Jon has published a full guide to the project on Instructables.
A research team from Stanford University and the American University of Beirut have developed a new foldable antenna which is designed for rapid deployment in disaster zones – and which can shift between terrestrial and satellite communication at-will.
“The state-of-the-art solutions typically employed in [disaster] areas are heavy, metallic dishes. They’re not easy to move around, they require a lot of power to operate, and they’re not particularly cost-effective,” claims assistant professor of aeronautics and astronautics Maria Sakovsky of the problem her team set out to solve. “Our antenna is lightweight, low-power, and can switch between two operating states. It’s able to do more with as little as possible in these areas where communications are lacking.”
The resulting antenna looks like a giant version of a finger-trap toy, which Maria calls “a very untraditional antenna design” based on “shapes that have never been used on helical antennas before.” When folded, the antenna forms a ring around 2.5cm tall and a little under 13cm across. In this configuration, it acts as a directional antenna suitable for satellite communication; when stretched out to its full length, it turns into an omnidirectional antenna for terrestrial use.
“The frequency you want to operate at will dictate how large the antenna needs to be,” Maria explains, “but we’ve been able to show that no matter what frequency you operate at, you can scale this design principle to achieve the same performance.”
Pseudonymous maker “t0nito” has designed a portable antenna, too – this one targeting high-resolution picture transmission (HRPT) weather satellite signal reception and designed for 3D printing.
“This is a portable light weight handheld HRPT receiving antenna [for] weather satellite imagery,” t0nito explains of the design. “It can also be used on a motorised satellite tracker.
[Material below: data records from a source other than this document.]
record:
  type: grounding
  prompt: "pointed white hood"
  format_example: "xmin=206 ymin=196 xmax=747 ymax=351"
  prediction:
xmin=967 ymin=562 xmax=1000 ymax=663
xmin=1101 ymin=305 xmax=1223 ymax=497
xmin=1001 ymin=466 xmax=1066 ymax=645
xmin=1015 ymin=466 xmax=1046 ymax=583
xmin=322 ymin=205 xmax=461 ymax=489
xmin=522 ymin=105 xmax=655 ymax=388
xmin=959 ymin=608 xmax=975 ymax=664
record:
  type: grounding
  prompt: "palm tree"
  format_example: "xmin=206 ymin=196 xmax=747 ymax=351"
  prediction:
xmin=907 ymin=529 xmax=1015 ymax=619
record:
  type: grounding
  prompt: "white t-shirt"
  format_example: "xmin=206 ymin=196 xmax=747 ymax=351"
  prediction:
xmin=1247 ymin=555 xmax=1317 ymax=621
Materials needed: a metallic conductive mesh, I used aluminium mosquito net; about 1.5m of 6mm² copper wire; sheet metal to cut a 133mm circular ground plane; 2mm self tapping flat head screws; a flange mount SMA male connector; 2 M8 bolts; 2 M8 washers; 4 M8 nuts.”
With those, and a suitable 3D printer, it’s possible to create t0nito’s antenna yourself: just download the files from Thingiverse, where they’re published under the Creative Commons Attribution-ShareAlike licence.